That movie celebrates the West.

It celebrates what the Greek city states established.

It cautions that free men must defend the civilization they’ve created.

The movie extols military virtues, courage, self-sacrifice, loyalty.

That movie demonstrates that treason is morally repugnant and disgraceful.

As such, ————————— the Left MUST attack that movie.

If you think about it, in many ways, that movie rips and tears into what the Left has been trying to establish for decades now.

And that movie heartens Conservatives.

The Left hates that move perhaps more than they do Mel Gibson’s The Passion of The Christ.

Jul 1, 2008 - 9:12 pm Tim O'Connor:

Dr, Hanson, after reading your take on ‘300′ I was better able to enjoy the film in a distinct variety of viewing modes - aesthetic, dramatic and historic. One reason I’d guess that cynics conflated an audience’s cheers with an overly-literal perspective is due to that unthinking reductionism which - whether one is aware of it or not - assumes an ultimate identity between the “personal and the political”, collapsing all modes into one. That is, until such cynics themselves experience what used to be known as “art” (if and when they’re able), at which time such a tyrannical equation is suspended … for them.
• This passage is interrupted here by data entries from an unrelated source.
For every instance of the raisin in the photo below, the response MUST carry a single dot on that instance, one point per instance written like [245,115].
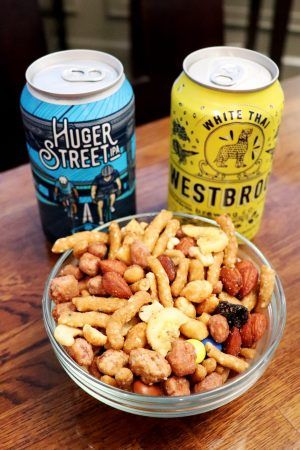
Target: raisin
[236,315]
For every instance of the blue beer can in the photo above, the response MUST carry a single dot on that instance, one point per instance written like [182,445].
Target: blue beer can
[78,113]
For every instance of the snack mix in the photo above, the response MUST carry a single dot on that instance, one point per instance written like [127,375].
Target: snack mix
[160,309]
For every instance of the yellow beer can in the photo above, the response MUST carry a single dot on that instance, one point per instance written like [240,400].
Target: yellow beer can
[226,108]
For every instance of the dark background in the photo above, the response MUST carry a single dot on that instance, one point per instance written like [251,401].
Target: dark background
[151,37]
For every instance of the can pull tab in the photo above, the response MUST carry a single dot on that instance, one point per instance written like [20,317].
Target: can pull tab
[82,74]
[227,74]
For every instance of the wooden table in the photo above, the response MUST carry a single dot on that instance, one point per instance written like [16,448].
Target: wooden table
[41,408]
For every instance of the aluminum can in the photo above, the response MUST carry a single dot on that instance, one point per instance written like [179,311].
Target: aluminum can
[78,113]
[226,108]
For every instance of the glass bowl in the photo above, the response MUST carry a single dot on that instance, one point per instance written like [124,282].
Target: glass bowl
[175,406]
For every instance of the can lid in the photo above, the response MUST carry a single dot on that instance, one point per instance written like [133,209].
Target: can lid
[74,73]
[230,69]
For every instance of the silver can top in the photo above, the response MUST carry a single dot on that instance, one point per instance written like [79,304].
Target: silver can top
[230,69]
[74,73]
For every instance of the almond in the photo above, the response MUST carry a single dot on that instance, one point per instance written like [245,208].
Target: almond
[233,343]
[218,328]
[259,326]
[112,265]
[231,279]
[185,244]
[115,285]
[139,254]
[249,275]
[168,266]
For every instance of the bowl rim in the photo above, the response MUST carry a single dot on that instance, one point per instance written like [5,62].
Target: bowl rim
[261,361]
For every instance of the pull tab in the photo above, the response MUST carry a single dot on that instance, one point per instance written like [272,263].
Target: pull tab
[227,74]
[82,74]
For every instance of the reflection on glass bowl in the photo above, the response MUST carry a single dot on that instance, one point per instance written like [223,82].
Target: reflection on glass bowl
[175,406]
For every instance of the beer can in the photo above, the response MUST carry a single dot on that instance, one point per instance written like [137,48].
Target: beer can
[78,113]
[226,108]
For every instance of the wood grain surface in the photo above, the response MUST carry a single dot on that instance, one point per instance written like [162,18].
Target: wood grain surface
[41,408]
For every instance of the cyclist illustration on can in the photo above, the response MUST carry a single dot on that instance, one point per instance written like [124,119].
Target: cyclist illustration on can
[66,194]
[106,187]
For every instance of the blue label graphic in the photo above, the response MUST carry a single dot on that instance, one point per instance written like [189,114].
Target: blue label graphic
[83,160]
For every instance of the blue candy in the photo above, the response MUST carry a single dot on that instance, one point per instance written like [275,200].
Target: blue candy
[219,346]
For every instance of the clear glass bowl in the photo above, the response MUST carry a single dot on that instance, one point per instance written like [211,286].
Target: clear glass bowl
[175,406]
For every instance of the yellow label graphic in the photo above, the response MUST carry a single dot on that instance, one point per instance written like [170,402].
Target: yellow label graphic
[222,147]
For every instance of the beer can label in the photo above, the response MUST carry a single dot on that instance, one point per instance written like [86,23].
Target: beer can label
[222,147]
[82,158]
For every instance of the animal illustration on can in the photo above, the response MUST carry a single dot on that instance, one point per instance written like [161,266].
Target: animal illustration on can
[226,108]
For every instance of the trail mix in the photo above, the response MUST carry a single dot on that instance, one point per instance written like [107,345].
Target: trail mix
[160,309]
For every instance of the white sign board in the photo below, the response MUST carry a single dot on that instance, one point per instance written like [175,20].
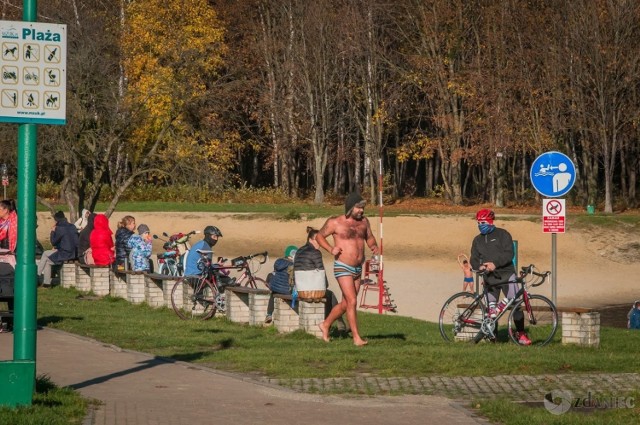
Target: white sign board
[33,72]
[553,215]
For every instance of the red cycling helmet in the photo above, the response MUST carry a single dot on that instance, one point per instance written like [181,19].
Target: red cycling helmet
[485,215]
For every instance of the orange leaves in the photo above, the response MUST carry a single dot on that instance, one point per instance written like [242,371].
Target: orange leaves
[172,50]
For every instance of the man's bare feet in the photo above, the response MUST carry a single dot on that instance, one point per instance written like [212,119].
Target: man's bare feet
[325,332]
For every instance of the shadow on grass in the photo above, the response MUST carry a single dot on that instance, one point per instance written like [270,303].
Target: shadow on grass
[46,320]
[401,337]
[147,364]
[192,357]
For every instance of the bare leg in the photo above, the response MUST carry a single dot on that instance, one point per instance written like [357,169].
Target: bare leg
[349,303]
[337,311]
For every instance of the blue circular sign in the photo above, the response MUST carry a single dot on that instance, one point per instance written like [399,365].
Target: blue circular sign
[552,174]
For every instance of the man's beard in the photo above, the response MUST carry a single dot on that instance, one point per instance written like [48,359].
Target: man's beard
[357,216]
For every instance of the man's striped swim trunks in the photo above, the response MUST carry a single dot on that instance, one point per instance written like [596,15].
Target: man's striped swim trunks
[341,270]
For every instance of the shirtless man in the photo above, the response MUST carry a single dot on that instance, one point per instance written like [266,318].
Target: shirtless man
[350,232]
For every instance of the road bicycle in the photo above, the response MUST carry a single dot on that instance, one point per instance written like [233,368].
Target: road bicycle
[199,297]
[464,316]
[249,265]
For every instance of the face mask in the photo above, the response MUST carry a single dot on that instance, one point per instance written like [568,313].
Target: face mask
[486,228]
[210,241]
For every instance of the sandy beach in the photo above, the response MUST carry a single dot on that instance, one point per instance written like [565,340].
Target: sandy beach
[420,266]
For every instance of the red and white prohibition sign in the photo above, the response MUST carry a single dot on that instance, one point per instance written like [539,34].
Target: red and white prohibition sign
[553,215]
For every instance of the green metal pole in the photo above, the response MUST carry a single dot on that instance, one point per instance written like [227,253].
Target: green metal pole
[24,341]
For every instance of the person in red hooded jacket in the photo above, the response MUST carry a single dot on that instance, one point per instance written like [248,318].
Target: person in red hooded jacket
[101,241]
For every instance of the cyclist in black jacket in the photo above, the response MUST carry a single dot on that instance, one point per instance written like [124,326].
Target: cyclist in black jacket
[492,252]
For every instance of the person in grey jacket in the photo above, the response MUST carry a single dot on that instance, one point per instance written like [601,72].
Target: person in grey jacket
[309,257]
[64,239]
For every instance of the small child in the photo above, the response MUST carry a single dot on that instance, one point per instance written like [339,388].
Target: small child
[140,246]
[634,316]
[467,283]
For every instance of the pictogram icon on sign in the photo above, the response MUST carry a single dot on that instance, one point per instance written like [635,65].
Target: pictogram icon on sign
[554,207]
[553,216]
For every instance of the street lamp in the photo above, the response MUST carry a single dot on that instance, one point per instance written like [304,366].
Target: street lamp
[5,179]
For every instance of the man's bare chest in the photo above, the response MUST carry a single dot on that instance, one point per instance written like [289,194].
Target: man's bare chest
[352,231]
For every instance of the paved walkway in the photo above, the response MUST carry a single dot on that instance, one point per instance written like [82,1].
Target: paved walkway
[136,388]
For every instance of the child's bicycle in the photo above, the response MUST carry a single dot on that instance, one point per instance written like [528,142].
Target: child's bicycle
[199,297]
[464,316]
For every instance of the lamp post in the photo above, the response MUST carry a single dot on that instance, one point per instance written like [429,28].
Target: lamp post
[5,179]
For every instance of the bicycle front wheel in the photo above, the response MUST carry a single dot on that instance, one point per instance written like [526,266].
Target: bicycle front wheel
[164,269]
[194,298]
[540,320]
[257,283]
[461,318]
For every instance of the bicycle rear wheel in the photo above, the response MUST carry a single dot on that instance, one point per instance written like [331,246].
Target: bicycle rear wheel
[194,298]
[461,318]
[540,321]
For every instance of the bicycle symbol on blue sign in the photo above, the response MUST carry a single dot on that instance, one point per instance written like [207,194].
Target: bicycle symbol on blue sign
[553,174]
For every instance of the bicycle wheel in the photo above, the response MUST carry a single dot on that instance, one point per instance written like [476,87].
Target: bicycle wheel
[540,321]
[461,318]
[194,298]
[257,283]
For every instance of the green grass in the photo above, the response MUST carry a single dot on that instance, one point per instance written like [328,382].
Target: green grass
[51,405]
[505,412]
[398,346]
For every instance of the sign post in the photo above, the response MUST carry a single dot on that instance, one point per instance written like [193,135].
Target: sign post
[553,175]
[5,179]
[32,91]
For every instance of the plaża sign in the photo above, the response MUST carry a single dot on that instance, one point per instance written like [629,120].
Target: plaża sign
[33,84]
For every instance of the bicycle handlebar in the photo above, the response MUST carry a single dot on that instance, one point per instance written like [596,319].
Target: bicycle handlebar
[525,271]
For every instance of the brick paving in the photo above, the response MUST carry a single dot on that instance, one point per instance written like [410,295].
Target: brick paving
[137,388]
[514,387]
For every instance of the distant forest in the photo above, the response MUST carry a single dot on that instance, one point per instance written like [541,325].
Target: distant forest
[454,98]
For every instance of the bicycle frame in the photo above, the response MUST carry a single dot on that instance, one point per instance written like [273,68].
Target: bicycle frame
[470,319]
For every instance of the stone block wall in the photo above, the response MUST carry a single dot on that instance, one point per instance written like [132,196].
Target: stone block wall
[118,285]
[83,279]
[581,328]
[285,317]
[258,304]
[153,293]
[237,306]
[100,280]
[68,275]
[311,315]
[135,288]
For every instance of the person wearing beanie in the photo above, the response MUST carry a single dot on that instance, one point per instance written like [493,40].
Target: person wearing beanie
[64,240]
[354,200]
[140,246]
[280,281]
[125,230]
[211,235]
[101,241]
[350,234]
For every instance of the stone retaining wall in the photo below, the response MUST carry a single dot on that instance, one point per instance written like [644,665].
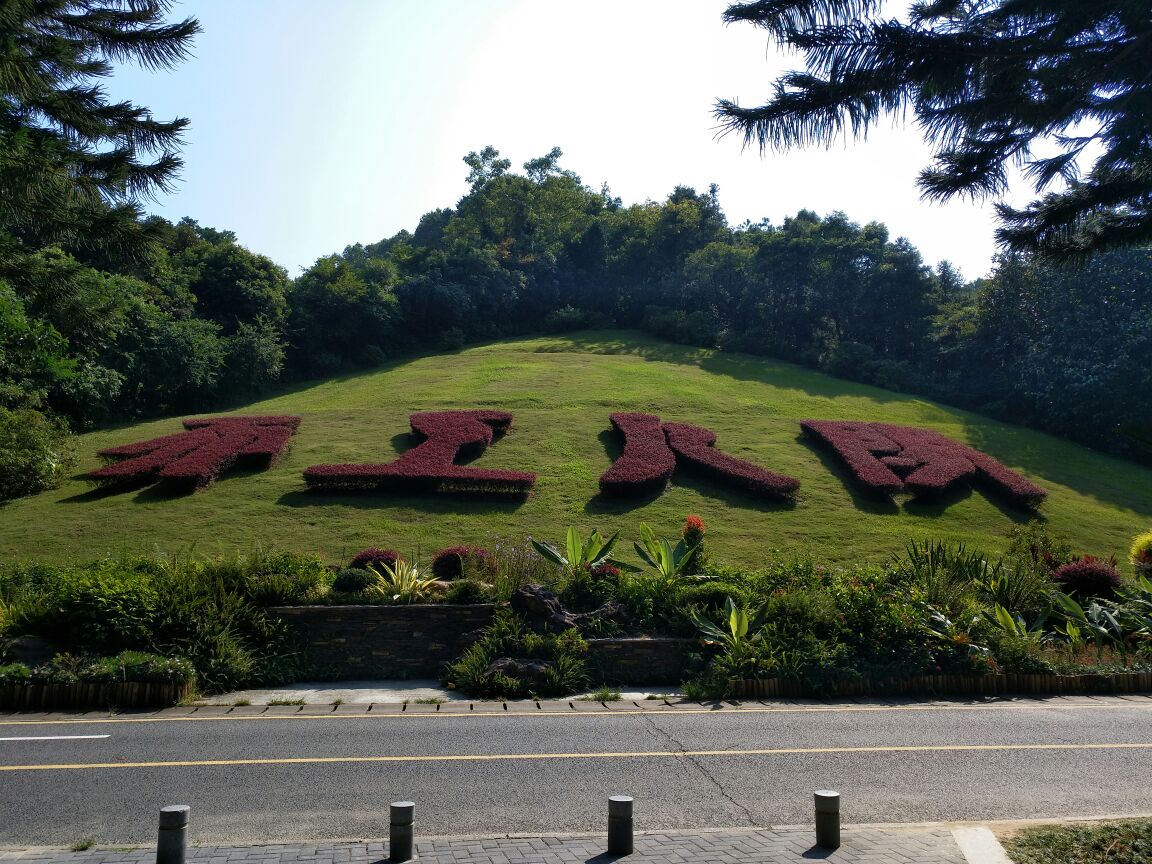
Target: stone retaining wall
[384,642]
[391,642]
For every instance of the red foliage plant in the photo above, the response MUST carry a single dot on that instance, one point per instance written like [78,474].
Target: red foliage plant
[694,447]
[449,563]
[194,459]
[652,452]
[1088,577]
[646,462]
[888,459]
[430,467]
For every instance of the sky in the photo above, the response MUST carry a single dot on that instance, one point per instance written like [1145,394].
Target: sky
[316,126]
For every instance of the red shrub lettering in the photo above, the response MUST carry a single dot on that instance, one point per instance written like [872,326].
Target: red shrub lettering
[194,459]
[646,462]
[694,447]
[430,467]
[652,452]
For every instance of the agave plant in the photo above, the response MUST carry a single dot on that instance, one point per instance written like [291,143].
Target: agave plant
[1100,623]
[661,555]
[580,554]
[741,630]
[400,582]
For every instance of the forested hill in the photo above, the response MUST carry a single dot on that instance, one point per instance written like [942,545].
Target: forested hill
[194,321]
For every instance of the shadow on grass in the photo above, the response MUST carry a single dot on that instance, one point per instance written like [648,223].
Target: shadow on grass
[935,507]
[441,502]
[862,500]
[1104,477]
[620,505]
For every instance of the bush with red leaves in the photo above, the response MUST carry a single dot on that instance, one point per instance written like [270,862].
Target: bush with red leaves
[694,447]
[646,462]
[887,459]
[1088,577]
[194,459]
[374,556]
[430,467]
[453,562]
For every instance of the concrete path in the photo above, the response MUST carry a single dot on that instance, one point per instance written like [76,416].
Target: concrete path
[254,774]
[864,844]
[380,692]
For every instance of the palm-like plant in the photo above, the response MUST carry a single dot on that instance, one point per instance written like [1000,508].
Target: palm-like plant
[668,560]
[400,582]
[581,555]
[742,630]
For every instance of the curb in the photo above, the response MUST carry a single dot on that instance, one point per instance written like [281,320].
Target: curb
[979,846]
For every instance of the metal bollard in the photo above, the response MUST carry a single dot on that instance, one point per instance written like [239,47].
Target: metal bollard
[827,819]
[401,815]
[172,840]
[620,825]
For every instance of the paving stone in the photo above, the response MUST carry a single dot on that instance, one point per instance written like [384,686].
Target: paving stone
[863,846]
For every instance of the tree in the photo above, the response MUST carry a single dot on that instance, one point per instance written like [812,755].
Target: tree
[1044,84]
[74,164]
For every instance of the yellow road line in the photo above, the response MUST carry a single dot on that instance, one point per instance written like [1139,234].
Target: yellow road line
[529,757]
[619,712]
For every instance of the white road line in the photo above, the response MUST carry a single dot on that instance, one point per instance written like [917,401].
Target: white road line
[57,737]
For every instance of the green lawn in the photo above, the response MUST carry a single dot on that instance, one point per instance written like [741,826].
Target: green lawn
[562,391]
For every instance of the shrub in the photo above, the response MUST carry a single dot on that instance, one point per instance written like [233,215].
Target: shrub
[430,467]
[1088,577]
[35,453]
[139,667]
[194,459]
[453,563]
[692,535]
[1141,554]
[354,580]
[694,446]
[374,556]
[710,596]
[400,583]
[646,462]
[467,592]
[14,674]
[286,578]
[507,636]
[888,459]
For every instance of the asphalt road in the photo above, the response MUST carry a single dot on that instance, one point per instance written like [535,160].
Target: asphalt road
[281,774]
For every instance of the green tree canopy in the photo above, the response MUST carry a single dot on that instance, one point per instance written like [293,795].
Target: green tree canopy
[73,163]
[1044,84]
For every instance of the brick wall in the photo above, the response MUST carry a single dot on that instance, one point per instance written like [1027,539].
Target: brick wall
[384,642]
[657,660]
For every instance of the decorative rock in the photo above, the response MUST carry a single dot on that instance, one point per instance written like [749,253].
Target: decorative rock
[543,611]
[533,672]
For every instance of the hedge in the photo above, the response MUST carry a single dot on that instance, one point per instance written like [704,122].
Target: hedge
[430,467]
[195,457]
[888,459]
[694,446]
[646,462]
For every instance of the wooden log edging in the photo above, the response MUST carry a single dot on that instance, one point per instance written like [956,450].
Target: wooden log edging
[1045,684]
[86,695]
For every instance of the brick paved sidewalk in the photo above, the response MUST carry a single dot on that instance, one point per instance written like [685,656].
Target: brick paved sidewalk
[861,846]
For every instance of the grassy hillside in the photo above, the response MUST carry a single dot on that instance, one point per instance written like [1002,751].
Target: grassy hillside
[562,391]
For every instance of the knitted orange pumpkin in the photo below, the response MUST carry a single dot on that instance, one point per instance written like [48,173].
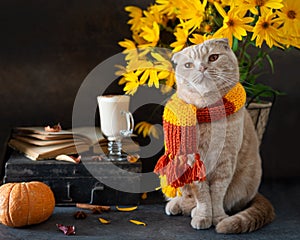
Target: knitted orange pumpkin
[25,203]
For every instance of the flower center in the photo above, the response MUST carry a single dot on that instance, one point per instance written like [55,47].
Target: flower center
[265,25]
[230,23]
[260,2]
[291,14]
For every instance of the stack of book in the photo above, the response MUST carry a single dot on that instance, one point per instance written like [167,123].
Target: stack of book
[37,143]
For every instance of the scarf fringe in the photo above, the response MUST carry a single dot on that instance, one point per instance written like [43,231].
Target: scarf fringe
[178,171]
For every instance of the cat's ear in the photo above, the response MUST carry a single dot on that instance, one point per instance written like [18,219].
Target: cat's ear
[224,42]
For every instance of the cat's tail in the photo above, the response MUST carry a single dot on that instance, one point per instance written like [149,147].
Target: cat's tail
[259,213]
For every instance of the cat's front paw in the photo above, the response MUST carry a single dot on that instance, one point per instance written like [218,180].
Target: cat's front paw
[218,219]
[173,207]
[199,221]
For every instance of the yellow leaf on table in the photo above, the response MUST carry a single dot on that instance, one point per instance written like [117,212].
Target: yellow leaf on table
[104,221]
[137,222]
[126,209]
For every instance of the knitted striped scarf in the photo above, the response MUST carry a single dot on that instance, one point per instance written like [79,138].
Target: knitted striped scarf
[181,163]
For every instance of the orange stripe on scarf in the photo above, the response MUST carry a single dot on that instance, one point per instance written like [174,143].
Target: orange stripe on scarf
[179,124]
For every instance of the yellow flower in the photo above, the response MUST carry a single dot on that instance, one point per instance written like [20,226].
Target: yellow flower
[168,7]
[131,82]
[151,35]
[153,15]
[135,13]
[169,83]
[264,5]
[290,16]
[223,3]
[147,129]
[198,38]
[181,35]
[192,12]
[264,30]
[233,24]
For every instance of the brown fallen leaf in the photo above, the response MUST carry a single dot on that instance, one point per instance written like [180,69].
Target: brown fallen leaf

Surely the masses have none of the interpretive equipment required for a proper experience of, well, anything. Thus a tyrant is able to celebrate a specious multiplicity while being totally blinded to the diversity and richness - of mind, of emotions, of aesthetics, of humor - of the ineluctable crowd. The vox populi is only acceptable when it apes back their learned irony. Sadly, in the absence of such noble sentiment that we felt in ‘300′ the form that that aping takes is often quite crass, but the crassness was there to begin with: in the initial cynicism, the unwitting slogan, the double-standard, the projected literalism, and so on.

I’m always glad when you remind readers about Newsweek’s erroneous Koran-flushing story and its real-world consequences. I vowed at the time, 3 years ago, never again to read anything Michael Isikoff or John Barry (the story’s authors) had to say, and I’ve stuck to it. This sometimes required changing a TV channel. But who still reads Newsweek? Beats me.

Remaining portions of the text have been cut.